A Divina

Antonio Lizárraga (Jornal de Resenhas)
Whatsapp
Facebook
Twitter
Instagram
Telegram

Por NIRTON VENÂNCIO*

Comentário sobre a vida de Elizeth Cardoso, cujo centenário se comemora hoje

Ela tinha 16 anos quando Jacob do Bandolim, amigo de seu pai, a viu cantar em seu próprio aniversário. Muito nova começou a namorar o jogador Leônidas da Silva, o craque que imortalizou a “bicicleta” no futebol. O pai não aprovava. Um dia, obrigou a filha a pegar o telefone e acabar com aquele namoro sem futuro. Ali do lado, com o olhar fixo, uma vara de marmelo na mão balançando no vinco da calça de linho, o pai aguardava a moça “desnamorar” pelas linhas espirais telefônicas. Com medo de uma surra, obedeceu.

No dia seguinte vingou-se do pai-patrão: entrou em campo com a desobediência e reatou com o jogador. Foram vistos abraçados em plena rua da Lapa. Relação assumida, apostando num campeonato de felizes-para-sempre, foram morar juntos. Numa manhã ensolarada encontrou uma recém-nascida abandonada na rua e levou para criá-la. Leônidas colocou a mulher na área e mandou escolher: “ou eu ou a criança!”, não admitia jogar para escanteio na relação. “Fico com Teresa!”. O jogador foi expulso de campo, surpreso porque a bebê até nome ganhara. Ficou mais fumaçando quando soube que no dia seguinte a pequena Tetê foi registrada, na certidão como filha de mãe solteira. O Diamante Negro, como era o apelido do jogador, que fosse brilhar noutro time.

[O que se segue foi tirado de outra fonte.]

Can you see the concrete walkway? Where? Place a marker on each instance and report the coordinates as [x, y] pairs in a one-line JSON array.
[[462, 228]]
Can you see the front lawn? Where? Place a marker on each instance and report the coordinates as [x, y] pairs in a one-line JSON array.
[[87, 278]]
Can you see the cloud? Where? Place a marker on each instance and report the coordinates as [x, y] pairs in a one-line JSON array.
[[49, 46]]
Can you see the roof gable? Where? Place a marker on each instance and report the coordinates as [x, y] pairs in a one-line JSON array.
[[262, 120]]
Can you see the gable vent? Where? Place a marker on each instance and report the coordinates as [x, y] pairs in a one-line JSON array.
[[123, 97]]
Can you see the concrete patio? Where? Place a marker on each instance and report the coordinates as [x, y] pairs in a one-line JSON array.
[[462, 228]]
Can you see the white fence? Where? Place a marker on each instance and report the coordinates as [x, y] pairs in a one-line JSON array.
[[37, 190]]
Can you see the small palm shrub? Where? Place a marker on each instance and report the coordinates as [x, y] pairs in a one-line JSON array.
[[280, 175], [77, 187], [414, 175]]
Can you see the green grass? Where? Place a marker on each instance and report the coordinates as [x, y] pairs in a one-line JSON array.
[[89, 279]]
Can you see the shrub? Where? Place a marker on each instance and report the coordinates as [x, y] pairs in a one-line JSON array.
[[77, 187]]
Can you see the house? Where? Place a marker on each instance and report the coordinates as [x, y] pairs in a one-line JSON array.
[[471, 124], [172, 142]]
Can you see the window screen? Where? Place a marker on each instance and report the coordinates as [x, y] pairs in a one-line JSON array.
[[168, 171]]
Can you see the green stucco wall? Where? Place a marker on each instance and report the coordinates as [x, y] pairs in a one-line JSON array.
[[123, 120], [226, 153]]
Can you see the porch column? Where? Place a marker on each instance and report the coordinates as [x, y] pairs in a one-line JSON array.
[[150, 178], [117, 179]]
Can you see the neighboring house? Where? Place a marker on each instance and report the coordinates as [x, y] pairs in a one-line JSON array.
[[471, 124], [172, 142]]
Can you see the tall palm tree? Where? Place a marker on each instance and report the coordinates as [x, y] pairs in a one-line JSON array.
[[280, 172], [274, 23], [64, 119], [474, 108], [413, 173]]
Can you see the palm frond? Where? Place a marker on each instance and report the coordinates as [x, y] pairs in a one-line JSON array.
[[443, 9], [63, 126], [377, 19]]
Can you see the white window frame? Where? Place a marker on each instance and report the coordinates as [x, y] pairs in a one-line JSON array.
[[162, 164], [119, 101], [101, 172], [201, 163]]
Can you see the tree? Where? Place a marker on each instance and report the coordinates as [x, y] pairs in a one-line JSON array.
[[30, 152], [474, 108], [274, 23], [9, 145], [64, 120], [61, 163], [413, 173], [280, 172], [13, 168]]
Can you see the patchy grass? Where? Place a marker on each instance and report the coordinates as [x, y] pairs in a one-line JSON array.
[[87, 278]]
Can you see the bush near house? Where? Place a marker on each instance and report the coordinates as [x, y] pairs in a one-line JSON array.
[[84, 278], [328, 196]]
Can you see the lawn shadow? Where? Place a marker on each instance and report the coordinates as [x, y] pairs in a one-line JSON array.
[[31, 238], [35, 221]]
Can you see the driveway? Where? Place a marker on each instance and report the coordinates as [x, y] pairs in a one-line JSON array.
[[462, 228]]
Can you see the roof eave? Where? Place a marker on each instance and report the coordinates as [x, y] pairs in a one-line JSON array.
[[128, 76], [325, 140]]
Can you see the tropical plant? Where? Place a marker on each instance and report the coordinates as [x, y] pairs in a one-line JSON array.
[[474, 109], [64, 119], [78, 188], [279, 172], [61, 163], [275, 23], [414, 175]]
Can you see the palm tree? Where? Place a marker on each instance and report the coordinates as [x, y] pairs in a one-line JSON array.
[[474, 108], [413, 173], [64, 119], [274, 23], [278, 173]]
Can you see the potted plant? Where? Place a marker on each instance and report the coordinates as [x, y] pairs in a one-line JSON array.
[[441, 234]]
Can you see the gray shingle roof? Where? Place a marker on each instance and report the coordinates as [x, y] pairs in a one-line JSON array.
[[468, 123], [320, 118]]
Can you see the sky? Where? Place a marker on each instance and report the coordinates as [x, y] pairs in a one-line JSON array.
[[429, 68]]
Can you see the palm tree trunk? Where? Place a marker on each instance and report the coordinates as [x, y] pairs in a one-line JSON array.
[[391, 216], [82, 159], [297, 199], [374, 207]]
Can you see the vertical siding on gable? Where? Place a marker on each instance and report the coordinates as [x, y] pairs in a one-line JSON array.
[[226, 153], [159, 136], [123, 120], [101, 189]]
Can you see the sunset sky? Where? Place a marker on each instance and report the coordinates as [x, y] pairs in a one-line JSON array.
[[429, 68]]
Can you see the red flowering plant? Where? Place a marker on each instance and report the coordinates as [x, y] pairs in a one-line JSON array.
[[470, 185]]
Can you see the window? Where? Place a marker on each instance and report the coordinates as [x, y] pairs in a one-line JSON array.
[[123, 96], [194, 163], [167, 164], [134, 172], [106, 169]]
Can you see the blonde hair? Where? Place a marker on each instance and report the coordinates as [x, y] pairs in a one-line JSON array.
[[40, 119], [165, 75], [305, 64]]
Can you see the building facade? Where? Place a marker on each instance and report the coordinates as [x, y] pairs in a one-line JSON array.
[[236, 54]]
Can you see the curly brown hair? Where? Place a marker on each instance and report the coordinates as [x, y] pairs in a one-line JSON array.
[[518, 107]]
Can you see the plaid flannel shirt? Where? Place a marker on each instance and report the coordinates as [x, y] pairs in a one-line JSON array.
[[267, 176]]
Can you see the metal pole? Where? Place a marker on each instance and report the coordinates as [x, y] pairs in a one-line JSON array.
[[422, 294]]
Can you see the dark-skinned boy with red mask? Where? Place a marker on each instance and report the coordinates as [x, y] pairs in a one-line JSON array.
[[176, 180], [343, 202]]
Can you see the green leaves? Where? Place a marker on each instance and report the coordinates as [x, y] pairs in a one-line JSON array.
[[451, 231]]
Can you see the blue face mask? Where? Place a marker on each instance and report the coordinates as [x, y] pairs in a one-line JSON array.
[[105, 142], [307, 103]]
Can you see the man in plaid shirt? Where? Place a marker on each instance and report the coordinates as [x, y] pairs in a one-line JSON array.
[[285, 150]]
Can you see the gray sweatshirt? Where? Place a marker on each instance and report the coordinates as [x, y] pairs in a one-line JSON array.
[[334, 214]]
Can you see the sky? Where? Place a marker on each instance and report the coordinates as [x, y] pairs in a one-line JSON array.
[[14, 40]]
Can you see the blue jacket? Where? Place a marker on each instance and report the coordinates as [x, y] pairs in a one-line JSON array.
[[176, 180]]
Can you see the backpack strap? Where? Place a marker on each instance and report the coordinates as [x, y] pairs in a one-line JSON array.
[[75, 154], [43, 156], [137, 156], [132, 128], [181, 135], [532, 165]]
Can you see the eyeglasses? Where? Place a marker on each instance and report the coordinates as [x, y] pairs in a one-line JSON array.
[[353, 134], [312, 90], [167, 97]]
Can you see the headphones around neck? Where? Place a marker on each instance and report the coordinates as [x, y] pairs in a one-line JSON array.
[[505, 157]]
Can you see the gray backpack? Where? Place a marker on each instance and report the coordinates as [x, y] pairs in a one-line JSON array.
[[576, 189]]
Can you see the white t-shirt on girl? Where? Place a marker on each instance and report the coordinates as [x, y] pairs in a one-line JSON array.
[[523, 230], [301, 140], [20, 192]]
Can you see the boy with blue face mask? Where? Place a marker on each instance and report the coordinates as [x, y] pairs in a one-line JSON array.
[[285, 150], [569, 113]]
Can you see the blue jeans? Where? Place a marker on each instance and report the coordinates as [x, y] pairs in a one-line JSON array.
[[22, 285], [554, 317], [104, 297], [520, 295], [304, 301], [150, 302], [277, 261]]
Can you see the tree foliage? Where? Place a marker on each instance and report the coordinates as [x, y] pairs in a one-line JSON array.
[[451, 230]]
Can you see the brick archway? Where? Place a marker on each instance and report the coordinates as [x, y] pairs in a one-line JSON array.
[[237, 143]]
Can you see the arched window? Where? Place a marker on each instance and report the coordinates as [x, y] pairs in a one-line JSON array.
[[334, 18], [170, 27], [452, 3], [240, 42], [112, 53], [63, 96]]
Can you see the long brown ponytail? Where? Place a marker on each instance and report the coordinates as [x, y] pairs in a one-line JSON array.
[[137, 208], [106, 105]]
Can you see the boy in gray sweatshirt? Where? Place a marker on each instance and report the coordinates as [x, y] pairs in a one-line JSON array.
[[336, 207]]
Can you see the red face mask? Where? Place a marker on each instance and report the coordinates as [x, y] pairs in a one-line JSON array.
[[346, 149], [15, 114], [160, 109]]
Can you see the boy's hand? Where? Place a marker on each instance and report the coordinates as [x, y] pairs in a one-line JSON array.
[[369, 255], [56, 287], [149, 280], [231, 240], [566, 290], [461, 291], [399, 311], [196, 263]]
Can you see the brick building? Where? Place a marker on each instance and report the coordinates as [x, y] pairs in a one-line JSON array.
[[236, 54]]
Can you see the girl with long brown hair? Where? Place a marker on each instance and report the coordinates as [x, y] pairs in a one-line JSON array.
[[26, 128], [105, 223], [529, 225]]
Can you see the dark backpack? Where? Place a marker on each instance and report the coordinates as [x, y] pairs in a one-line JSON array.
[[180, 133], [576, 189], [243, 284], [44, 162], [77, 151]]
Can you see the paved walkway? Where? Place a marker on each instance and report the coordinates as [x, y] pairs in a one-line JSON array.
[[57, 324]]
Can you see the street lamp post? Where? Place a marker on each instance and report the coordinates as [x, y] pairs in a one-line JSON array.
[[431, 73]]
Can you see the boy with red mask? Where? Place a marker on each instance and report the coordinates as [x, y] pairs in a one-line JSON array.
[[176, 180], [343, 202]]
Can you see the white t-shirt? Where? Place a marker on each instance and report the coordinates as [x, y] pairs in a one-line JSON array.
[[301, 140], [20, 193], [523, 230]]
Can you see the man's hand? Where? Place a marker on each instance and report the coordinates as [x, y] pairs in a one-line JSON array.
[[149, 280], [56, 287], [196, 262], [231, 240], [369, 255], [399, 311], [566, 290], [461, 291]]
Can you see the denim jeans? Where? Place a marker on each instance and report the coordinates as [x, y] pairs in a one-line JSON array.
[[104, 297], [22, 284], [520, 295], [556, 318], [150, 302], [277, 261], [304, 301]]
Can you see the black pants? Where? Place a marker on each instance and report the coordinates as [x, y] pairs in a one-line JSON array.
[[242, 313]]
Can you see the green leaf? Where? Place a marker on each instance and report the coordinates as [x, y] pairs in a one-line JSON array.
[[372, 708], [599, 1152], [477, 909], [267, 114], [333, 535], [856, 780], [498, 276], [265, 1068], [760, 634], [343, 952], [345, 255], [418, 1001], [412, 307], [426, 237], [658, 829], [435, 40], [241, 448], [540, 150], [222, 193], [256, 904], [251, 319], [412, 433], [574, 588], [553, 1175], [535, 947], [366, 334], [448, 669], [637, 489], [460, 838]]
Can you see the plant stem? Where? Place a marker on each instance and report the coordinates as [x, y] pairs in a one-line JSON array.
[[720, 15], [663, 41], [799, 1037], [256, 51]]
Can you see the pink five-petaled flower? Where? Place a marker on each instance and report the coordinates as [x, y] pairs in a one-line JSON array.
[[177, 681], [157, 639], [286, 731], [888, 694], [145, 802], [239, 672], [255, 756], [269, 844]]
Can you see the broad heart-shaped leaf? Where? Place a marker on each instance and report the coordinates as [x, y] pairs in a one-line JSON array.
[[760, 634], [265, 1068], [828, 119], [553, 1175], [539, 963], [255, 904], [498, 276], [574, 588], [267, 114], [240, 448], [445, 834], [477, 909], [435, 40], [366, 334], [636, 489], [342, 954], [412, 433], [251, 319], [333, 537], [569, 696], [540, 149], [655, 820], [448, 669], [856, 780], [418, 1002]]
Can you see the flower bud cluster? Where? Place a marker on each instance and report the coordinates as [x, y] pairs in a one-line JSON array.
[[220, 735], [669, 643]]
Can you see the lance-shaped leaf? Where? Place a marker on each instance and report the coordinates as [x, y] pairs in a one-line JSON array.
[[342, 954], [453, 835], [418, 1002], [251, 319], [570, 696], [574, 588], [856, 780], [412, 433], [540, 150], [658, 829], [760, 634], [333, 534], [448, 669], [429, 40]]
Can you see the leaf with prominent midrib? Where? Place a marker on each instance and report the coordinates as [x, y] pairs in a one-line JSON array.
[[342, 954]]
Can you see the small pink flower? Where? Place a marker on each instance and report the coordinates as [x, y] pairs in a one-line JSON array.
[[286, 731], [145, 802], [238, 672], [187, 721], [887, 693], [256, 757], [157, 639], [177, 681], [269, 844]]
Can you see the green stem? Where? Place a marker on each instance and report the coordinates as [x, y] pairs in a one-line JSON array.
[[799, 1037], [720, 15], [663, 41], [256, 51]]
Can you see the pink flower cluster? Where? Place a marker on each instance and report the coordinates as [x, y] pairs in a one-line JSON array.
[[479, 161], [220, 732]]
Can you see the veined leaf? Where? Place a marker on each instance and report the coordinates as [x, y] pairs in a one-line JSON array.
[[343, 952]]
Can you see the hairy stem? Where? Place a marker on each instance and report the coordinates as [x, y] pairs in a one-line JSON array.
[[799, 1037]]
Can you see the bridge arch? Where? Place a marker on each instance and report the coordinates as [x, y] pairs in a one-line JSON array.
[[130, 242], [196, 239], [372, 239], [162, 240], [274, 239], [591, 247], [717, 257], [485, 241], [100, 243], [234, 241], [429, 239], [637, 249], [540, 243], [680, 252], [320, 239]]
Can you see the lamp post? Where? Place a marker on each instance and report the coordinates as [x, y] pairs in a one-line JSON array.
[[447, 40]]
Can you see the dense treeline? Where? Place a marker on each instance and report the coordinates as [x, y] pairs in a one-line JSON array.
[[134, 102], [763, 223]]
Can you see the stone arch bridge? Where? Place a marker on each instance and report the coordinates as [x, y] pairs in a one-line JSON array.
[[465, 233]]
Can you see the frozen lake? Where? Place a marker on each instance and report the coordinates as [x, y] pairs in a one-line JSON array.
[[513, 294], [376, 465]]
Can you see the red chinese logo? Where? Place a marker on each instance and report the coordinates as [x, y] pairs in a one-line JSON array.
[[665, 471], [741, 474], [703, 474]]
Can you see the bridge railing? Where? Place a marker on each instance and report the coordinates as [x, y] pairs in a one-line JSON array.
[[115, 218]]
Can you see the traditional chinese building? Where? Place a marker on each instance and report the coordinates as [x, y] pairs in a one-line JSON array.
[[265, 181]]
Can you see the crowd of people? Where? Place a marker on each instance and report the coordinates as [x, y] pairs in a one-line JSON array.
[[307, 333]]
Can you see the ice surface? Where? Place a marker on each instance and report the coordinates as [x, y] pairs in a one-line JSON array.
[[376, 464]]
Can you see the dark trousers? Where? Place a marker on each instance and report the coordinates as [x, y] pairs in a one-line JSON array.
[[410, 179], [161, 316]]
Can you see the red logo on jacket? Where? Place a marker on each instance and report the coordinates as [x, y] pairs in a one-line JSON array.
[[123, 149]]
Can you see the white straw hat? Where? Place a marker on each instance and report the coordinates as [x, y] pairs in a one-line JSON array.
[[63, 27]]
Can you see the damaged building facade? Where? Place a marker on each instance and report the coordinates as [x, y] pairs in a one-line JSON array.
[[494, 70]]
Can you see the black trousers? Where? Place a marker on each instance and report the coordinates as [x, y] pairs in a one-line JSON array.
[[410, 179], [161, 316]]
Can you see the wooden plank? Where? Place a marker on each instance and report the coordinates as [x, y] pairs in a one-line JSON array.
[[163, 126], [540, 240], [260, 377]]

Do outro lado do bairro, o pai da moça mais indignado com mais uma transgressão aos bons costumes do lugar: a filha jovem, cantora e agora mãe solteira de uma criança encontrada na rua. Meses depois conheceu o músico Ari Valdez, rolou um clima, e foram morar juntos. O rapaz não teve outro jeito, aceitou as condições e à noite, mesmo cansado de alguma apresentação, trocava as fraldinhas de Teresa de seis meses. Valdez, galanteador, não poupava alguma garota que lhe estendesse uns olhares lânguidos em seus shows. Mas tinha crises incontroláveis de ciúmes da esposa, principalmente quando ela precisava viajar para cantar.

Grávida de Valdez, ela decidiu encerrar a relação. Saiu com barrigão e a pequena Tetê e foi morar com a mãe, também já separada. Definitivamente, não queria nada com um ciumento sem moral e motivos para tanto, e além do mais extensão do pai dominador. Teve o filho sozinha, e para conseguir mais dinheiro, pediu para mãe cuidar das crianças, aprendeu a dirigir e foi ser motorista de táxi em pleno Rio de Janeiro da década de 1940. Só as apresentações nas casas noturnas não cobriam as despesas do mês.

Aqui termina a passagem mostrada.